I was vaguely aware that The Life Changing Magic of Tidying Up was trendy a few years ago, but it wasn’t until author Marie Kondo guested on The Tim Ferriss Show that I became interested in “the KonMari method” detailed in the book. For the uninitiated, the KonMari method is Marie Kondo’s tidying and home organization system. A dedicated organizer for her entire life, Kondo developed what I would call a philosophy of things that transcends storage systems or practical tips for organization or storage. While she includes in the books practical steps, her overarching philosophy is that (1) you should keep in your home only items that currently spark joy and (2) that all of your items should have a home within your home.
What are the benefits of such a system?
“A dramatic reorganization of the home causes correspondingly dramatic changes in lifestyle and perspective. It is life transforming,” Kondo writes. This is because determining which items give you joy forces you to “put your affairs and your past in order, too.” Once that is done, you are surrounded only by the things you love.
How does one determines what sparks joy? Kondo provides a few broad categories of items and an order in which the homeowner should consider each category. Each item is gathered in one place and then the homeowner must hold each item and determine whether it currently sparks joy. If it does, the item is kept and given a place in the home. If it doesn’t spark joy, it is thanked for its service and discarded.
While some might say that Kondo is elevating objects to sentient status by thanking them, I actually found this tactic useful. Thanking an object for a thrill it gave in purchase, for fond memories in years of service, or for serving as a gift (a tool of conveying love) makes it much easier for me to let go of an item. It also reminds me that things I used to treasure may not be important to me now.

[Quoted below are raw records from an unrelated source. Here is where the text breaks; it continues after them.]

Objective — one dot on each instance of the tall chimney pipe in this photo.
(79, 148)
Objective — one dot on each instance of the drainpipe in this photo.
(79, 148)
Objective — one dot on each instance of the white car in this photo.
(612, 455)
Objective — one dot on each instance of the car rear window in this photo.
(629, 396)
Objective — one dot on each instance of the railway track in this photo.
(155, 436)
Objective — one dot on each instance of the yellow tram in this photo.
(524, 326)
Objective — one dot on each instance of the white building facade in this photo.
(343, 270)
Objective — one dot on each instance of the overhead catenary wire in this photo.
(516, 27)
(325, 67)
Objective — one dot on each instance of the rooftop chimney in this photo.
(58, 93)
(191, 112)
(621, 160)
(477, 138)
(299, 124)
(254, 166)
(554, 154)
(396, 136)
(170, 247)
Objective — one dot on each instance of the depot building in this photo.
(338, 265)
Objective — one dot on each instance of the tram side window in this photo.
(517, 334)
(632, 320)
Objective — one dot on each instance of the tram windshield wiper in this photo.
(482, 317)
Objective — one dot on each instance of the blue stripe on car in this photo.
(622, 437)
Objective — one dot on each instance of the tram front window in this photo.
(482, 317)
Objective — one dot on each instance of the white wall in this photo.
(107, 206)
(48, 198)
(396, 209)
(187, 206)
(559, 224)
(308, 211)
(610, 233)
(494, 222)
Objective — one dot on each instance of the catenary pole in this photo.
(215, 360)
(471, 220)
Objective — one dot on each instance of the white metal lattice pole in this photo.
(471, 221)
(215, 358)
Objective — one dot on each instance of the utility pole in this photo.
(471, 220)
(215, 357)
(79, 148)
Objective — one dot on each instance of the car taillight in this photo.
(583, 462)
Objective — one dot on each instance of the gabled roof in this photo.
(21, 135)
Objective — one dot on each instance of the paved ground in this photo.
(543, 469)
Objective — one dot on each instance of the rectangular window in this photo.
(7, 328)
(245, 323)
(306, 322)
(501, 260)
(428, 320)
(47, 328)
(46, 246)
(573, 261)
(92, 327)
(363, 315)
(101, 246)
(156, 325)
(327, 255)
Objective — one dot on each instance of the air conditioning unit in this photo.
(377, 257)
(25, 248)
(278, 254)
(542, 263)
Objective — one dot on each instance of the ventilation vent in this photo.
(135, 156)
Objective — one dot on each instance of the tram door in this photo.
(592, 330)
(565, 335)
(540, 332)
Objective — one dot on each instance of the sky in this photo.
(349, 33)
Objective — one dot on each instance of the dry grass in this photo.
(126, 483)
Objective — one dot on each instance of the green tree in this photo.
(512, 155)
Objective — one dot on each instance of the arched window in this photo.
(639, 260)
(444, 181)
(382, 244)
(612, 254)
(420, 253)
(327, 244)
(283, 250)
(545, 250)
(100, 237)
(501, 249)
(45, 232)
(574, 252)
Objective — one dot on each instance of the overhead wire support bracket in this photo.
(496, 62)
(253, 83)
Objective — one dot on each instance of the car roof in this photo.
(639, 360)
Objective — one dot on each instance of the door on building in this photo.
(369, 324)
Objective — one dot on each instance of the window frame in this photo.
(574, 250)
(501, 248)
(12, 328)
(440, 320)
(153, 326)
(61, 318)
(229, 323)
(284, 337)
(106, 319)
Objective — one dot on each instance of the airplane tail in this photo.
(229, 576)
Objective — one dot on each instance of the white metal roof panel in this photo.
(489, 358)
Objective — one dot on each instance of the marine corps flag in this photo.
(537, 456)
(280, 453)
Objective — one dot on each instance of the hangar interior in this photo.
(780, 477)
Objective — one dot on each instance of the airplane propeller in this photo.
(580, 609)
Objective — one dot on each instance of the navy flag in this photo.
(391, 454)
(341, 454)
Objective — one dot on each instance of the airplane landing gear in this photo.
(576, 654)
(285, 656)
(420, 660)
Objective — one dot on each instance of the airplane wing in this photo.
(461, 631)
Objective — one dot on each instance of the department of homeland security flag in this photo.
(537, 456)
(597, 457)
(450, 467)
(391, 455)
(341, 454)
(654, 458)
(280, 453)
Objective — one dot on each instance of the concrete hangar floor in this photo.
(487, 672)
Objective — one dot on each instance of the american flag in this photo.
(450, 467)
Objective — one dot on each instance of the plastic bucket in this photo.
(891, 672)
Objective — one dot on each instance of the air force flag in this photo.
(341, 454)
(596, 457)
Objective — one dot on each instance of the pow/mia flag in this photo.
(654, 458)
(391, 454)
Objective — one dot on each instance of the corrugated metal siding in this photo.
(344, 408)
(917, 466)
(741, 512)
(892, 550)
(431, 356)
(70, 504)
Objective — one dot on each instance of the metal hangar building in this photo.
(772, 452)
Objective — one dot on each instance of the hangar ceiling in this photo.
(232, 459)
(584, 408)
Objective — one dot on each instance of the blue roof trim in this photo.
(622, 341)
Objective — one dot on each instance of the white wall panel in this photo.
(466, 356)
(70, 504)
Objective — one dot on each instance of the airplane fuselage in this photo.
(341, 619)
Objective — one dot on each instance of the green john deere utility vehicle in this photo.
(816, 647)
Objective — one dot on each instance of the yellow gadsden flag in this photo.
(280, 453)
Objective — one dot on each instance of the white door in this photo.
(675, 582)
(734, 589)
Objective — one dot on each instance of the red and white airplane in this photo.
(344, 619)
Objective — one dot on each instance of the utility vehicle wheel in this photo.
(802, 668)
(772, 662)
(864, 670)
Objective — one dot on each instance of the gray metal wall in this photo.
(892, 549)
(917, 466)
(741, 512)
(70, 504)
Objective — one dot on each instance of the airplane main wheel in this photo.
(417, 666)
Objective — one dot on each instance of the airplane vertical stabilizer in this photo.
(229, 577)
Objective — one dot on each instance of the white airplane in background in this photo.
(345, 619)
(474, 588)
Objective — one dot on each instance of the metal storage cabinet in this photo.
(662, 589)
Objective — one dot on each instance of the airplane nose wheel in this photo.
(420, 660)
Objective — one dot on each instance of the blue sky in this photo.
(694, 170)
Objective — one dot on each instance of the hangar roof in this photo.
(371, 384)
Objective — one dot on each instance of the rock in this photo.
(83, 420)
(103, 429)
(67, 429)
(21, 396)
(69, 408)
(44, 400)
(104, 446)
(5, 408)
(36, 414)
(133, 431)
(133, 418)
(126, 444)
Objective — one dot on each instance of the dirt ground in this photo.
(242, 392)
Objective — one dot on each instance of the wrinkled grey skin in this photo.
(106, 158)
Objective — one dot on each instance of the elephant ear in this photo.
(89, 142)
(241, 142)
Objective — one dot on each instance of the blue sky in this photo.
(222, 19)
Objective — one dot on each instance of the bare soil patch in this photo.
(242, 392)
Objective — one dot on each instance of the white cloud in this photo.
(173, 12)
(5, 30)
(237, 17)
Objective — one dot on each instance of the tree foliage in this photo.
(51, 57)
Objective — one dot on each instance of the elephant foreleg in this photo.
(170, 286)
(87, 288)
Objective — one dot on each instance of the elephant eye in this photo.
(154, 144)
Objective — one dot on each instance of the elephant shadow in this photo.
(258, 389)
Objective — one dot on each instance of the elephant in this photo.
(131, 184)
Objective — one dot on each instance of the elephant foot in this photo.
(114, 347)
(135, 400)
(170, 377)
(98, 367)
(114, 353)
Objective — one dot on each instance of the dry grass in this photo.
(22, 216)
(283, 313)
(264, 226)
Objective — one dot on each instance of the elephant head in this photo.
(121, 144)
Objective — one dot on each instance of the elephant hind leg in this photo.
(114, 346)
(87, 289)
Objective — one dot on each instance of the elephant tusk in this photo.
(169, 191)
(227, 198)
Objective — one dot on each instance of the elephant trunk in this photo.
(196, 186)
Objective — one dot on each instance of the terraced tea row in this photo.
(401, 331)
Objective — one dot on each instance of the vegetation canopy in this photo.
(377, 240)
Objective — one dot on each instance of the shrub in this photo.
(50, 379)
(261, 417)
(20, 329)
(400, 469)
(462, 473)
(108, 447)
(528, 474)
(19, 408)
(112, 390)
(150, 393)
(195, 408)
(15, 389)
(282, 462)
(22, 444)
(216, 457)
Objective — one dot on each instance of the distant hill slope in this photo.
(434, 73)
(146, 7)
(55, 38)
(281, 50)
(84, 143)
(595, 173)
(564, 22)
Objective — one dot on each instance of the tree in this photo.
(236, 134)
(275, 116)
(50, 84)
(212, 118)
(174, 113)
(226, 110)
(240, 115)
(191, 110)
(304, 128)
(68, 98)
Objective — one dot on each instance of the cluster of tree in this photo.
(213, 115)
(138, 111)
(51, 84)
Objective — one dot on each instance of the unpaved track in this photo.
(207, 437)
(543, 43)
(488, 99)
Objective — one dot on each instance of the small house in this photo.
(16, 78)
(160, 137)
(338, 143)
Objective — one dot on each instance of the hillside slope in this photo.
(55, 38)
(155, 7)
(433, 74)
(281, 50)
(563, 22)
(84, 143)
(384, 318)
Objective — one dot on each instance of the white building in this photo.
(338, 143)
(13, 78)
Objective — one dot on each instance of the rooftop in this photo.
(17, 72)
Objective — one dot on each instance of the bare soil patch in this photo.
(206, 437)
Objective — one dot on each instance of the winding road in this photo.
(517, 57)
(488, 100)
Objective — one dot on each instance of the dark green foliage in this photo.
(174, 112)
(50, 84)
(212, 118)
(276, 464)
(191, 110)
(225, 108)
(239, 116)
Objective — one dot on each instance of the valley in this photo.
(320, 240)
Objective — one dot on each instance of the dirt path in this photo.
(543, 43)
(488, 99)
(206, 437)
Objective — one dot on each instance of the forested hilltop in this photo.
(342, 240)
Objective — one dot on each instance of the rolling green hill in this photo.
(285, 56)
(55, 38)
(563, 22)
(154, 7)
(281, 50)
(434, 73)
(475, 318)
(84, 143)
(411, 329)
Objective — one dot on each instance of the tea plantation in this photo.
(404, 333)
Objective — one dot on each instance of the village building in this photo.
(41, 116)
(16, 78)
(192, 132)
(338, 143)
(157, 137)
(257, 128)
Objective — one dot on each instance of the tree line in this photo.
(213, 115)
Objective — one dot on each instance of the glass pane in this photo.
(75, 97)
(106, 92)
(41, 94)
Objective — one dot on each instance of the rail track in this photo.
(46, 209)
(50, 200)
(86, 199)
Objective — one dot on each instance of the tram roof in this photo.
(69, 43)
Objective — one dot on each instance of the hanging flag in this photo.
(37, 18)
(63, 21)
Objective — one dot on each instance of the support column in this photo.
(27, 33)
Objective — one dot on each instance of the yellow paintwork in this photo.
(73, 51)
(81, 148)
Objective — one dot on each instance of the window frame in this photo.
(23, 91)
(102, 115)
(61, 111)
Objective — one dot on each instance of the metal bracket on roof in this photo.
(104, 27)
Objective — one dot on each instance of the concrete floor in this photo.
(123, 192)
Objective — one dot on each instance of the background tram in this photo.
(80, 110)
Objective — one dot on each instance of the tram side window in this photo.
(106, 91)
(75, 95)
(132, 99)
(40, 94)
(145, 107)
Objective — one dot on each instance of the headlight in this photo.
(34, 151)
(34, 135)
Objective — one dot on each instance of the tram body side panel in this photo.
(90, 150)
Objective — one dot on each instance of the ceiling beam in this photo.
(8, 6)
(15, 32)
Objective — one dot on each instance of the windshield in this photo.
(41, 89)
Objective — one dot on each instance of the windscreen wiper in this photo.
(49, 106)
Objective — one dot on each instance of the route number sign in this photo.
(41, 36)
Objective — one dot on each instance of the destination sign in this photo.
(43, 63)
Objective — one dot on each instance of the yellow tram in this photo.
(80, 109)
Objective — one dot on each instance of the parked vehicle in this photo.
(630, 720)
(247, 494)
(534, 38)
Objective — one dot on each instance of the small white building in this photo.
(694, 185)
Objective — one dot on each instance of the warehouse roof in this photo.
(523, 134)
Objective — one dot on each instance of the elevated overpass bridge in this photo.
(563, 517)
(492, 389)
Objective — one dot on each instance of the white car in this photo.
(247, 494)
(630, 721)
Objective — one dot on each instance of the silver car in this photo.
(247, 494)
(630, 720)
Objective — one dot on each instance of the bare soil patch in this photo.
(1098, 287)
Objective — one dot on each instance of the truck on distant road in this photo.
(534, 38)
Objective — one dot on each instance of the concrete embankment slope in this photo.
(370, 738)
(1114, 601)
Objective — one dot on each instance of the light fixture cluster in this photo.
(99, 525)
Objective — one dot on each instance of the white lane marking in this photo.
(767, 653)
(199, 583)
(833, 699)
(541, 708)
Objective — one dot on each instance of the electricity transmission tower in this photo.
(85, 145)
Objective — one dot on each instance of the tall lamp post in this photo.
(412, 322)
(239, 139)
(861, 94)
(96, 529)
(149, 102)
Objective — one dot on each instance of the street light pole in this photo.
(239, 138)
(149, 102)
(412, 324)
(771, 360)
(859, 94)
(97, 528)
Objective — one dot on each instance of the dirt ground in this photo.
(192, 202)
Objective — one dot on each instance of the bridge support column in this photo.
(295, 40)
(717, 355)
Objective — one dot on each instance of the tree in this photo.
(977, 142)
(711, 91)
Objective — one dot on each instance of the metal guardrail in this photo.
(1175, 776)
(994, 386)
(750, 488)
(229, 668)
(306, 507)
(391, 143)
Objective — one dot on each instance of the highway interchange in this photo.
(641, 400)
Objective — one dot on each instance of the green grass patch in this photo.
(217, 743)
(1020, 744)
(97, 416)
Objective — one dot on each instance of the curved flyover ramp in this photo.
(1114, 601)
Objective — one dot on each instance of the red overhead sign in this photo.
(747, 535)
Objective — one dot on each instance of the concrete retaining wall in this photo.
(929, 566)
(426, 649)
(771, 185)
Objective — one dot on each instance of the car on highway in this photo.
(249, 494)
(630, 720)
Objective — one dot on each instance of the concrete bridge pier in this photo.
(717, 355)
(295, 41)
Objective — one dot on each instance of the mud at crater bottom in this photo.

“No matter how wonderful things used to be, we cannot live in the past. The joy and excitement we feel here and now are more important,” Kondo advises. In this way, your home becomes about who you are and what excited you now – not who you were or who people wish you were. That’s part of why it’s so comfortable. It’s you.
If you’re looking to make a dramatic change, I’d say that you should go forward full steam with the KonMari method. Half-way doing it makes the method just another self-help book and weakens it greatly as a philosophical instrument. I’m doing it in chunks but YEARN to do it all in one big sitting.